Crowd Evacuation in Stadiums Using Fire Alarm Prediction
Round 1
Reviewer 1 Report
Comments and Suggestions for AuthorsThis paper investigated an AI-driven predictive fire alarm and evacuation model that leverages machine learning algorithms and real-time environmental sensor data to anticipate fire hazards before ignition, improving emergency response efficiency. However, there are some issues that need to be addressed.
In the literature review section, it is necessary to explain the characteristics of this study.
The format of the references is not standardized, such as [22].
The reason that this study selected the goal of the smoke detection dataset [25].
Is the proposed method first proposed or has it been used by previous researchers?
Comments on the Quality of English LanguageThe English could be improved to more clearly express the research.
Author Response
Please check the enclosed file.
Author Response File: Author Response.pdf
Reviewer 2 Report
Comments and Suggestions for AuthorsThe article presents a significant and compelling contribution to the field of public safety in high-density environments such as stadiums. The research addresses the critical problem of the limitations of traditional reactive fire alarm systems and proposes a proactive solution based on artificial intelligence.
Despite the contribution of the study, there are certain shortcomings in the text that would be appropriate to modify within the review process. I recommend conducting a revision in the area of methodology, whereby it is necessary to describe the applied approach and its verification in more detail. It would also be appropriate to supplement and update the professional references and expand the interpretation of the results, especially their comparison with existing solutions.
Finally, it is important to ensure the consistency and completeness of citations, while adhering to a unified citation style – in accordance with the guidelines of the relevant journal.
In the methodology section, it would be appropriate to include a detailed description of the devices used, testing conditions, sensor calibration, the number of measurement repetitions, and the method of result evaluation. The dataset contains 62,630 sensor measurements across 15 parameters, representing an extensive dataset. The article states that the data were collected under typical indoor and outdoor conditions; however, it is not explicitly mentioned whether this dataset sufficiently represents the diverse scenarios and types of fires that may occur in a real stadium environment. To enhance the robustness of the analysis, it would be beneficial to include information on the variability of conditions and their relevance to the simulated situations.
The confusion matrix for the EvacuNet model reports 137 false positive predictions, which can lead to unnecessary evacuations, panic reactions, and disruption of operations. The article acknowledges this issue, but for the practical implementation of the model in a real-world environment, it is crucial to minimize the occurrence of false alarms. Although the rate of false negative results appears to be low, emphasis should be placed on optimizing the detection algorithm in order to reduce the number of incorrect positive predictions and ensure higher system reliability.
In the area of professional references, the document cites relevant literature, but newer studies (e.g., from 2022-2024) that focus on modern prediction and simulation methods could be included. I recommend adding references to current studies and scientific papers and citing specific standards or technical specifications due to the lack of citations for some technical data and claims regarding sensor effectiveness.

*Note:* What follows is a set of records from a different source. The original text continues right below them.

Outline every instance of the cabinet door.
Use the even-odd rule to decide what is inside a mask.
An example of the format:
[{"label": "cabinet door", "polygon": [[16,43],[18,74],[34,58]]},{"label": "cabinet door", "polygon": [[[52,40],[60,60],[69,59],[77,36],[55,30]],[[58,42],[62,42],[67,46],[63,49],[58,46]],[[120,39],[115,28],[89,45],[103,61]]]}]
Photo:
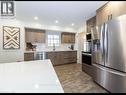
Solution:
[{"label": "cabinet door", "polygon": [[75,34],[71,35],[71,43],[75,43]]},{"label": "cabinet door", "polygon": [[36,32],[35,33],[35,41],[37,43],[45,43],[45,33],[44,32]]},{"label": "cabinet door", "polygon": [[32,31],[25,32],[25,41],[26,42],[34,42],[34,40],[35,40],[34,32],[32,32]]},{"label": "cabinet door", "polygon": [[97,10],[96,14],[96,25],[101,25],[112,18],[112,7],[111,4],[107,3]]},{"label": "cabinet door", "polygon": [[61,64],[63,64],[62,52],[55,52],[55,54],[56,54],[55,65],[61,65]]},{"label": "cabinet door", "polygon": [[69,35],[67,34],[62,35],[62,43],[69,43]]}]

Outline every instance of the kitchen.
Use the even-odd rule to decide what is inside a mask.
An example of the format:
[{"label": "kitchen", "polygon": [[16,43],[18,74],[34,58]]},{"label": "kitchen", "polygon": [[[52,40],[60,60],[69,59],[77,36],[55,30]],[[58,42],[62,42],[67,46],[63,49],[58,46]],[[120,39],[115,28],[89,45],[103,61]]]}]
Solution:
[{"label": "kitchen", "polygon": [[125,22],[114,23],[125,20],[125,1],[9,4],[14,14],[0,17],[0,93],[125,92]]}]

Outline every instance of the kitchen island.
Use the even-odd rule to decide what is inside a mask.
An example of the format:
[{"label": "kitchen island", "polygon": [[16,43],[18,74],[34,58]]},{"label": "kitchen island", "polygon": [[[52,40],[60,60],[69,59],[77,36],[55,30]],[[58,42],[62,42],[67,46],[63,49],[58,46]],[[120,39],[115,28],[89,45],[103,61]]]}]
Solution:
[{"label": "kitchen island", "polygon": [[0,93],[64,93],[50,60],[0,64]]}]

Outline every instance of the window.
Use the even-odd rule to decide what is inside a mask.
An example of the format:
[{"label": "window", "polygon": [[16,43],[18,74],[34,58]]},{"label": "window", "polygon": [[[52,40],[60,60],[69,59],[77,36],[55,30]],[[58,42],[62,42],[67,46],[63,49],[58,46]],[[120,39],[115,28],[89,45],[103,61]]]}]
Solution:
[{"label": "window", "polygon": [[48,34],[48,46],[59,46],[60,45],[60,36],[56,34]]}]

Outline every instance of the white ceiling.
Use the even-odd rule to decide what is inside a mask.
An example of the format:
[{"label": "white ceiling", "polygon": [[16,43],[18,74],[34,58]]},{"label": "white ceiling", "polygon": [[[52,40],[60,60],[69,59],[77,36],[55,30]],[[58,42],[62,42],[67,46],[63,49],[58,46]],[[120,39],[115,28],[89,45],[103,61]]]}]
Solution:
[{"label": "white ceiling", "polygon": [[[107,1],[15,1],[16,18],[43,25],[80,28]],[[35,21],[34,16],[38,16]],[[55,23],[58,20],[59,23]],[[75,25],[72,27],[71,23]]]}]

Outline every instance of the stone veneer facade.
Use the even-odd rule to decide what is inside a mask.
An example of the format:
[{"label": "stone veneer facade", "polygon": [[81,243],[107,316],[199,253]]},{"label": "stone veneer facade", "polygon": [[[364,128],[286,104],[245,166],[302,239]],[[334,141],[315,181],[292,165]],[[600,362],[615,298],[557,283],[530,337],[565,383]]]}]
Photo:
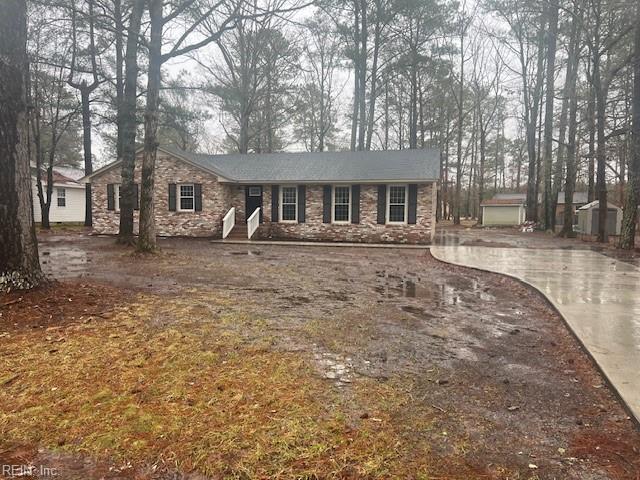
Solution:
[{"label": "stone veneer facade", "polygon": [[[140,164],[141,161],[138,162]],[[140,183],[140,168],[135,171]],[[120,183],[120,167],[108,169],[92,179],[93,218],[96,233],[116,234],[119,213],[107,210],[107,184]],[[202,184],[202,211],[169,211],[170,183]],[[156,162],[156,228],[158,235],[217,237],[222,235],[222,218],[236,207],[236,223],[246,221],[245,186],[221,183],[218,178],[199,167],[176,159],[162,151]],[[306,185],[305,222],[271,221],[271,185],[262,186],[263,224],[254,238],[303,241],[341,241],[375,243],[431,243],[435,226],[436,184],[417,186],[416,223],[380,225],[377,223],[377,185],[360,185],[360,222],[357,224],[323,223],[323,185]],[[135,212],[137,230],[138,212]]]},{"label": "stone veneer facade", "polygon": [[[140,183],[142,158],[136,161],[134,181]],[[120,213],[107,209],[107,185],[120,183],[120,166],[110,168],[92,178],[93,230],[96,233],[117,234]],[[202,211],[180,212],[169,210],[170,183],[202,184]],[[161,236],[219,237],[222,218],[229,205],[229,186],[218,178],[189,163],[158,151],[155,176],[156,230]],[[134,212],[134,229],[138,231],[138,215]]]}]

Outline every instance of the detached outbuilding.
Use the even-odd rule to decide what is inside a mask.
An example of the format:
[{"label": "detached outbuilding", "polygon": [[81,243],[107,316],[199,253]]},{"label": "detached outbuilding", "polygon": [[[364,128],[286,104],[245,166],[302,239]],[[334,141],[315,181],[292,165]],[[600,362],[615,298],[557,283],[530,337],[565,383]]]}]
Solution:
[{"label": "detached outbuilding", "polygon": [[[583,235],[597,235],[600,226],[600,202],[595,200],[578,209],[578,232]],[[622,229],[622,209],[607,203],[607,235],[620,235]]]},{"label": "detached outbuilding", "polygon": [[520,225],[525,220],[525,201],[520,196],[485,200],[482,207],[482,226]]}]

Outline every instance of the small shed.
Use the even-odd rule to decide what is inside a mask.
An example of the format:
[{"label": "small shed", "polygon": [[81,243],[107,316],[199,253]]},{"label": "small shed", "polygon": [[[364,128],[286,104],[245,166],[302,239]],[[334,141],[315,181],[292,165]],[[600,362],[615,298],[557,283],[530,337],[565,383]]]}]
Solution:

Overall, I believe that this research is very promising. The development and successful validation of the EvacuNet model, along with a focus on integrating fire prediction with evacuation planning, represent significant progress in the use of AI for public safety in densely populated areas. The study provides compelling evidence of the potential for predictive fire signaling systems to surpass traditional reactive systems by increasing detection speed, reducing false alarms, and optimizing evacuation procedures. The identified future research directions suggest a clear path toward even more sophisticated and adaptive emergency response systems. Nevertheless, it would be beneficial to include more empirical data and conduct a more detailed analysis of the reliability of the models used.
Author Response
Please check the enclosed file
Author Response File: Author Response.pdf
Reviewer 3 Report
Comments and Suggestions for AuthorsThis study proposes an AI-driven fire prediction and evacuation optimization framework (EvacuNet) for crowded stadiums. comments are as follows:
1.Data splitting strategy is unspecified.
2.EvacuNet’s near-perfect accuracy (99.99%) raises concerns about overfitting or data leakage.
3.The literature review section suggests reorganizing to highlight the innovativeness of this research.
4.Test results can be compared with previous models proposed by other scholars.
Author Response
Please check the enclosed file
Author Response File: Author Response.pdf
Round 2
Reviewer 1 Report
Comments and Suggestions for AuthorsThe English is fine and does not require any improvement.
Reviewer 3 Report
Comments and Suggestions for AuthorsI recommend accepting this paper.